Your code is not working for other reasons.
pop_back() invalidates only iterators that point to the last element. From C++ Standard Library Reference:
Inserting or removing elements
invalidates references, pointers, and
iterators that refer to the following
element. If an insertion causes
reallocation, it invalidates all
references, iterators, and pointers.
So to answer your question, no it does not invalidate all iterators.

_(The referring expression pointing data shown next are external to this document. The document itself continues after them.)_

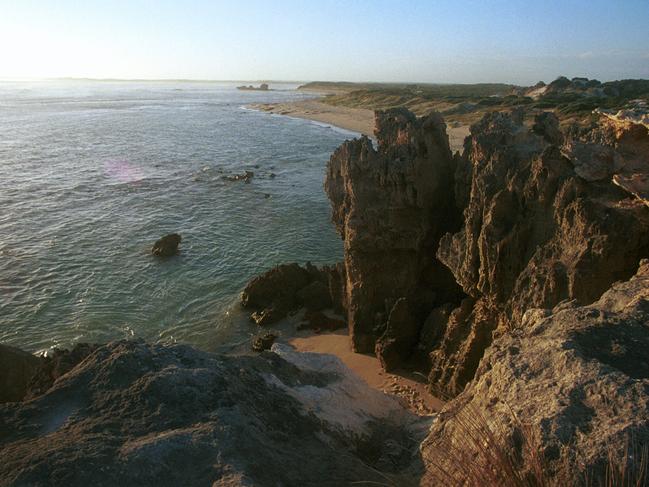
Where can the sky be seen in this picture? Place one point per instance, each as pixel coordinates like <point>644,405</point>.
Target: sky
<point>436,41</point>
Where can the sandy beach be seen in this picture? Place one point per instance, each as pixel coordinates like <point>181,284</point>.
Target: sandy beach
<point>410,392</point>
<point>359,120</point>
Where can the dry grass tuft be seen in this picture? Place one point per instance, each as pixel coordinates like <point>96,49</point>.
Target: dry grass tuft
<point>480,455</point>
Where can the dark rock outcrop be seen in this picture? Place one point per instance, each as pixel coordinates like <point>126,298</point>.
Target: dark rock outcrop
<point>137,414</point>
<point>319,322</point>
<point>535,232</point>
<point>570,383</point>
<point>167,245</point>
<point>287,287</point>
<point>17,368</point>
<point>263,342</point>
<point>391,206</point>
<point>523,218</point>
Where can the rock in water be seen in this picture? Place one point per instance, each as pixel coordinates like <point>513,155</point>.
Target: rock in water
<point>17,369</point>
<point>288,287</point>
<point>154,415</point>
<point>523,218</point>
<point>167,245</point>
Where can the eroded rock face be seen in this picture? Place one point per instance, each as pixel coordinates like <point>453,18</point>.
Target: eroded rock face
<point>543,223</point>
<point>391,206</point>
<point>137,414</point>
<point>574,381</point>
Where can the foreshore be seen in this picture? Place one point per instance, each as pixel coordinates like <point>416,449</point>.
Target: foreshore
<point>359,120</point>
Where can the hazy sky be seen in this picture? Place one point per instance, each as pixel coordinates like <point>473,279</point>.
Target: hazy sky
<point>363,40</point>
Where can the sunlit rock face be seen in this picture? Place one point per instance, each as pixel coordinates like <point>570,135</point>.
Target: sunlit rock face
<point>526,217</point>
<point>563,392</point>
<point>132,413</point>
<point>391,205</point>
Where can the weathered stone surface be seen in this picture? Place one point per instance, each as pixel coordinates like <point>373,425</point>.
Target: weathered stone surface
<point>542,224</point>
<point>288,287</point>
<point>167,245</point>
<point>395,347</point>
<point>390,206</point>
<point>153,415</point>
<point>263,342</point>
<point>319,322</point>
<point>315,296</point>
<point>576,379</point>
<point>17,368</point>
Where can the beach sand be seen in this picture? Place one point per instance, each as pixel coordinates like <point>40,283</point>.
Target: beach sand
<point>408,389</point>
<point>359,120</point>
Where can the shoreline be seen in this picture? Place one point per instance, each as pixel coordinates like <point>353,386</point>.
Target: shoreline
<point>357,120</point>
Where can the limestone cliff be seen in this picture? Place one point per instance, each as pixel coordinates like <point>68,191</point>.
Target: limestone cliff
<point>391,205</point>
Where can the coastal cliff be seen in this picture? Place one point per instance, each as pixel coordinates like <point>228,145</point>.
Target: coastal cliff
<point>526,217</point>
<point>515,275</point>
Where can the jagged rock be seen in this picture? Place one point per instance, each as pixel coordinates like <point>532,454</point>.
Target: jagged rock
<point>319,322</point>
<point>276,289</point>
<point>390,206</point>
<point>55,364</point>
<point>400,337</point>
<point>139,414</point>
<point>17,368</point>
<point>315,296</point>
<point>268,316</point>
<point>263,342</point>
<point>167,245</point>
<point>288,287</point>
<point>572,384</point>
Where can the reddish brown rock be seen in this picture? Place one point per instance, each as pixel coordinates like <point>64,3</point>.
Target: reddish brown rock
<point>17,368</point>
<point>559,396</point>
<point>288,287</point>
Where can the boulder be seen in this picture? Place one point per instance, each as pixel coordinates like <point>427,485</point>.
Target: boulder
<point>17,368</point>
<point>167,245</point>
<point>315,296</point>
<point>558,396</point>
<point>319,322</point>
<point>391,205</point>
<point>288,287</point>
<point>263,342</point>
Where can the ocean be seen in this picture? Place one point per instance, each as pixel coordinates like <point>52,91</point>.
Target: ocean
<point>92,173</point>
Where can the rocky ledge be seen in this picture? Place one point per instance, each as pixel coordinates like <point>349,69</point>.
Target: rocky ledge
<point>131,413</point>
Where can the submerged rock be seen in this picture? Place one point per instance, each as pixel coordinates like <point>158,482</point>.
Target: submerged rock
<point>263,342</point>
<point>167,245</point>
<point>137,414</point>
<point>319,322</point>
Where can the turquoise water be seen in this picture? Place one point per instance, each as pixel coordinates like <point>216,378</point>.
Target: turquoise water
<point>91,174</point>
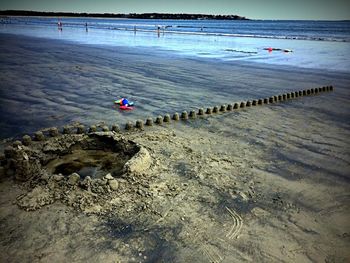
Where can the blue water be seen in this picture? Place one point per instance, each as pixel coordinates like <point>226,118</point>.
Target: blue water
<point>315,44</point>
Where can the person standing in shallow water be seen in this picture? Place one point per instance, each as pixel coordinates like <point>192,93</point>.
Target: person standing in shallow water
<point>59,24</point>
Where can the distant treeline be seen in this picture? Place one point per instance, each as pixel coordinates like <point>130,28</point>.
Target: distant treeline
<point>133,15</point>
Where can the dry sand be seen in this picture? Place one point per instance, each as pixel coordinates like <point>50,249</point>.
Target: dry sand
<point>266,184</point>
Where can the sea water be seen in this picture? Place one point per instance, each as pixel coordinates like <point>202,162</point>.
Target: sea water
<point>314,44</point>
<point>182,66</point>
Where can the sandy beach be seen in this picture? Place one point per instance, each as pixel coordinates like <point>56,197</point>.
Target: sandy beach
<point>262,184</point>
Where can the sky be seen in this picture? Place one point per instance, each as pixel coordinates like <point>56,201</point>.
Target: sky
<point>254,9</point>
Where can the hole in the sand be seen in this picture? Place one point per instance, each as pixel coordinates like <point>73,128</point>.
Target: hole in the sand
<point>94,158</point>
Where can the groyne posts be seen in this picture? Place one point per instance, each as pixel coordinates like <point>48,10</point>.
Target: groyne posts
<point>40,136</point>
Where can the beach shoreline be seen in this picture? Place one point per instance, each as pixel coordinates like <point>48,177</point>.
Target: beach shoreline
<point>75,79</point>
<point>266,184</point>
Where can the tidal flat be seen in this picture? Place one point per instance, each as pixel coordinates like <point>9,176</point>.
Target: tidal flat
<point>264,184</point>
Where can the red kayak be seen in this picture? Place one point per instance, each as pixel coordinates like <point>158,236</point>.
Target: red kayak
<point>123,107</point>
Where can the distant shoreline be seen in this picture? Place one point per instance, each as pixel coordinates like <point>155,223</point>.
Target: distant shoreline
<point>131,15</point>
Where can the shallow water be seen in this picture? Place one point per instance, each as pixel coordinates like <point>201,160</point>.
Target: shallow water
<point>67,82</point>
<point>315,44</point>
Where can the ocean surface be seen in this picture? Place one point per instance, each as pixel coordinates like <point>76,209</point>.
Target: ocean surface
<point>51,75</point>
<point>314,44</point>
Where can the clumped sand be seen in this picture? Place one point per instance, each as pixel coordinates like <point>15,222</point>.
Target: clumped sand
<point>262,184</point>
<point>213,193</point>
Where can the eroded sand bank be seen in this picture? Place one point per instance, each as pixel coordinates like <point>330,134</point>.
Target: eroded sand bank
<point>267,184</point>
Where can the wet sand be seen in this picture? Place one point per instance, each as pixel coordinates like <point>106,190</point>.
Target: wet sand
<point>265,184</point>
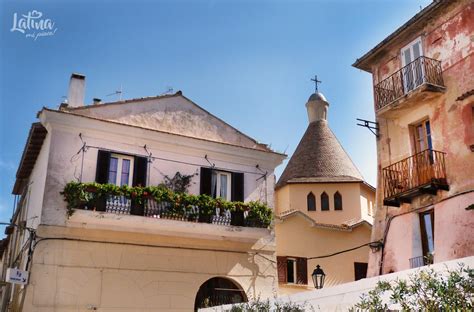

However, in your code example, it can invalidate it when it is pointing to the last element and the value is below 10. In which case Visual Studio debug STL will mark iterator as invalidated, and further check for it not being equal to end() will show an assert.
If iterators are implemented as pure pointers (as they would in probably all non-debug STL vector cases), your code should just work. If iterators are more than pointers, then your code does not handle this case of removing the last element correctly.
Error is that when "it" points to the last element of vector and if this element is less than 10, this last element is removed. And now "it" points to ints.end(), next "it++" moves pointer to ints.end()+1, so now "it" running away from ints.end(), and you got infinite loop scanning all your memory :).
The "official specification" is the C++ Standard. If you don't have access to a copy of C++03, you can get the latest draft of C++0x from the Committee's website: http://www.open-std.org/jtc1/sc22/wg21/docs/papers/2008/n2723.pdf
The "Operational Semantics" section of container requirements specifies that pop_back() is equivalent to { iterator i = end(); --i; erase(i); }. the [vector.modifiers] section for erase says "Effects: Invalidates iterators and references at or after the point of the erase."
If you want the intuition argument, pop_back is no-fail (since destruction of value_types in standard containers are not allowed to throw exceptions), so it cannot do any copy or allocation (since they can throw), which means that you can guess that the iterator to the erased element and the end iterator are invalidated, but the remainder are not.
pop_back() will only invalidate it if it was pointing to the last item in the vector. Your code will therefore fail whenever the last int in the vector is less than 10, as follows:
*it = ints.back(); // Set *it to the value it already has
ints.pop_back(); // Invalidate the iterator
continue; // Loop round and access the invalid iterator
You might want to consider using the return value of erase instead of swapping the back element to the deleted position an popping back. For sequences erase returns an iterator pointing the the element one beyond the element being deleted. Note that this method may cause more copying than your original algorithm.
for(std::vector<int>::iterator it = ints.begin(); it != ints.end(); )
{
if(*it < 10)
it = ints.erase( it );
else
++it;
}
std::remove_if could also be an alternative solution.
struct LessThanTen { bool operator()( int n ) { return n < 10; } };
ints.erase( std::remove_if( ints.begin(), ints.end(), LessThanTen() ), ints.end() );
std::remove_if is (like my first algorithm) stable, so it may not be the most efficient way of doing this, but it is succinct.
Check out the information here (cplusplus.com):
Delete last element
Removes the last element in the vector, effectively reducing the vector size by one and invalidating all iterators and references to it.